3)      l’indennità di cui al punto 2), lettera b) è ritenuta adeguata se assicura redditi almeno equivalenti a quelli che la lavoratrice interessata otterrebbe in caso di interruzione delle sue attività per motivi connessi allo stato di salute, entro il limite di un eventuale massimale stabilito dalle legislazioni nazionali;

4)      gli Stati membri hanno la facoltà di subordinare il diritto alla retribuzione o all’indennità di cui al punto 1) e al punto 2), lettera b) al fatto che la lavoratrice interessata soddisfi le condizioni previste dalle legislazioni nazionali per usufruire del diritto a tali vantaggi.

Tali condizioni non possono in alcun caso prevedere periodi di lavoro preliminare superiori a dodici mesi immediatamente prima della data presunta del parto».

Il diritto belga

La legge del 14 luglio 1994 sull’assicurazione medico‑sanitaria obbligatoria e sulle relative indennità, coordinata (Moniteur belge del 27 agosto 1994, pag. 21524), nella sua versione applicabile nel procedimento principale (in prosieguo: la «legge del 14 luglio 1994»), così recita al suo articolo 86, paragrafo 1:

«Beneficiano del diritto alle indennità di inabilità al lavoro, come definite al titolo IV, capo III, della presente legge coordinata e alle condizioni in essa previste, in qualità di titolari:

1°      a)     i lavoratori soggetti all’assicurazione obbligatoria indennità, ai sensi della legge del 27 giugno 1969 che modifica il decreto legge del 28 dicembre 1944 concernente la previdenza sociale dei lavoratori, compresi i lavoratori che beneficiano di un’indennità (dovuta in seguito all’estinzione irregolare del contratto di lavoro, alla decisione unilaterale di recesso dal contratto di lavoro dei delegati del personale, all’estinzione illegittima del contratto di lavoro, alla decisione unilaterale di recesso dal contratto di lavoro dei delegati sindacali o alla risoluzione consensuale del contratto di lavoro, durante il periodo coperto da tale indennità;

b)      i suddetti lavoratori durante il periodo di congedo di cui all’articolo 32, comma 1, punto 4;

c)      i lavoratori che si trovano in una delle situazioni di cui all’articolo 32, comma 1, punti 3 e 5;

(…)

2°      i lavoratori che, durante un periodo di inabilità al lavoro (o di tutela della maternità), come definito dalla presente legge coordinata, perdono la qualità di titolari di cui al punto 1;

3°      allo scadere del periodo di assicurazione continuata contemplata all’articolo 32, comma 1, punto 6, i lavoratori che hanno avuto la qualità di cui punto 1, a condizione che siano divenuti inabili al lavoro (o che si siano trovati in un periodo di tutela della maternità non oltre il primo giorno lavorativo successivo allo scadere del periodo di assicurazione continuata)».

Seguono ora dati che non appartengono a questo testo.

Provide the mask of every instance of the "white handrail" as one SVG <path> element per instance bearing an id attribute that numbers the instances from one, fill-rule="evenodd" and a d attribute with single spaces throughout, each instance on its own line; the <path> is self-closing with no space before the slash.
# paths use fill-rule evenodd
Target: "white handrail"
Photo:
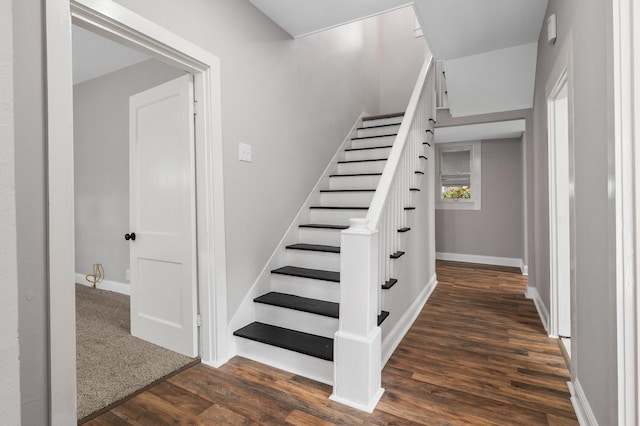
<path id="1" fill-rule="evenodd" d="M 380 292 L 390 278 L 390 255 L 400 249 L 398 231 L 407 225 L 405 208 L 411 207 L 411 189 L 418 187 L 418 176 L 424 170 L 423 143 L 433 141 L 433 63 L 429 58 L 420 71 L 367 217 L 351 219 L 351 226 L 341 235 L 340 315 L 334 336 L 331 399 L 368 412 L 384 391 L 382 332 L 377 324 Z"/>
<path id="2" fill-rule="evenodd" d="M 405 111 L 404 117 L 402 119 L 402 124 L 400 125 L 400 129 L 398 130 L 398 134 L 393 143 L 393 148 L 391 148 L 389 158 L 387 159 L 387 163 L 382 172 L 382 176 L 380 177 L 378 188 L 373 195 L 373 200 L 371 201 L 369 211 L 367 212 L 367 219 L 369 219 L 369 229 L 378 228 L 378 222 L 380 221 L 380 216 L 382 215 L 384 205 L 387 202 L 391 184 L 393 183 L 393 178 L 396 175 L 396 170 L 398 169 L 400 159 L 402 157 L 402 152 L 404 151 L 404 147 L 409 136 L 411 124 L 413 124 L 416 111 L 418 110 L 418 104 L 420 103 L 420 98 L 422 97 L 427 74 L 432 66 L 433 56 L 427 59 L 422 65 L 422 69 L 420 70 L 420 74 L 418 75 L 418 80 L 416 81 L 415 88 L 413 89 L 411 99 L 409 100 L 409 105 L 407 106 L 407 110 Z M 435 117 L 433 118 L 435 119 Z"/>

L’articolo 112 della legge del 14 luglio 1994 prevede quanto segue:

«Sono beneficiari del diritto all’indennità di maternità come definita al titolo V, capo III, della presente legge coordinata e alle condizioni in essa previste, i titolari di cui all’articolo 86, paragrafo 1».

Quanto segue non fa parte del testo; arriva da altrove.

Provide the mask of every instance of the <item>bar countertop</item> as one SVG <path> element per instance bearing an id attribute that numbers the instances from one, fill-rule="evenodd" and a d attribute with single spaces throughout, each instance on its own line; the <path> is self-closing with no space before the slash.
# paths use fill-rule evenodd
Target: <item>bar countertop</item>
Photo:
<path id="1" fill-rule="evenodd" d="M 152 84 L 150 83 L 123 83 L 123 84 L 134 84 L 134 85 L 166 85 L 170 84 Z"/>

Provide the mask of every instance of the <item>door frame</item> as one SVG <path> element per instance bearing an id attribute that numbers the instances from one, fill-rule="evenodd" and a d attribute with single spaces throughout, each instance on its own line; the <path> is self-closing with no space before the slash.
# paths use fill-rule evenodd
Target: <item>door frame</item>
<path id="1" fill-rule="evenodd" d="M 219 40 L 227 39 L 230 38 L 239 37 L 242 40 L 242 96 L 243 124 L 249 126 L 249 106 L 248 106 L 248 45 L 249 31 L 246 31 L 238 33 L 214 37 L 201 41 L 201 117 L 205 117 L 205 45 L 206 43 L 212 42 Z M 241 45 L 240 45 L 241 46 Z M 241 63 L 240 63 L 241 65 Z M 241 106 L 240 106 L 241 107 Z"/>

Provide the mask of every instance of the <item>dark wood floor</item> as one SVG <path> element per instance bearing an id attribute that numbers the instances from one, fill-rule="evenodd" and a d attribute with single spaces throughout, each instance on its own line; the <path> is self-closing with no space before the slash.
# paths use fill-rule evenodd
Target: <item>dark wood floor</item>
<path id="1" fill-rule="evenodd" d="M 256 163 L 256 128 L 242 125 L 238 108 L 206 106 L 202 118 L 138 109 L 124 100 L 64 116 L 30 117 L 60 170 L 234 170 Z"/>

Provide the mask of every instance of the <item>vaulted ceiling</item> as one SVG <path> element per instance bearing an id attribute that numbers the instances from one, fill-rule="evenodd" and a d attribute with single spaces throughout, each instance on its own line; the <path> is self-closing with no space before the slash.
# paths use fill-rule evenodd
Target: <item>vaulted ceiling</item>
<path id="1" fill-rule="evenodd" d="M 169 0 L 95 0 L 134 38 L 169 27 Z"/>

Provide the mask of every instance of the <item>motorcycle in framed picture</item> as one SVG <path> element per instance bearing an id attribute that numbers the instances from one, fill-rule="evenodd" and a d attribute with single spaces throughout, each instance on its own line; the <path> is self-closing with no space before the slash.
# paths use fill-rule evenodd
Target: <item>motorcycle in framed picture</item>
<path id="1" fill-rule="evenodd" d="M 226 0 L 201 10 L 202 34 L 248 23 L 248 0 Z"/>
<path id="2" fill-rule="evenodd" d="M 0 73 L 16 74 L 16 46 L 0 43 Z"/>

L’articolo 116 della predetta legge così dispone:

«Per ottenere il diritto alle prestazioni contemplate al titolo V, i titolari di cui all’articolo 112 devono soddisfare le condizioni previste dagli articoli da 128 a 132.

Il Re, previo parere del Comité de gestion du Service des indemnités [Comitato di gestione del servizio delle indennità] e per le categorie di titolari da Egli definite, può o dispensare dalle condizioni relative al periodo contributivo minimo previste all’articolo 128, o adattarle».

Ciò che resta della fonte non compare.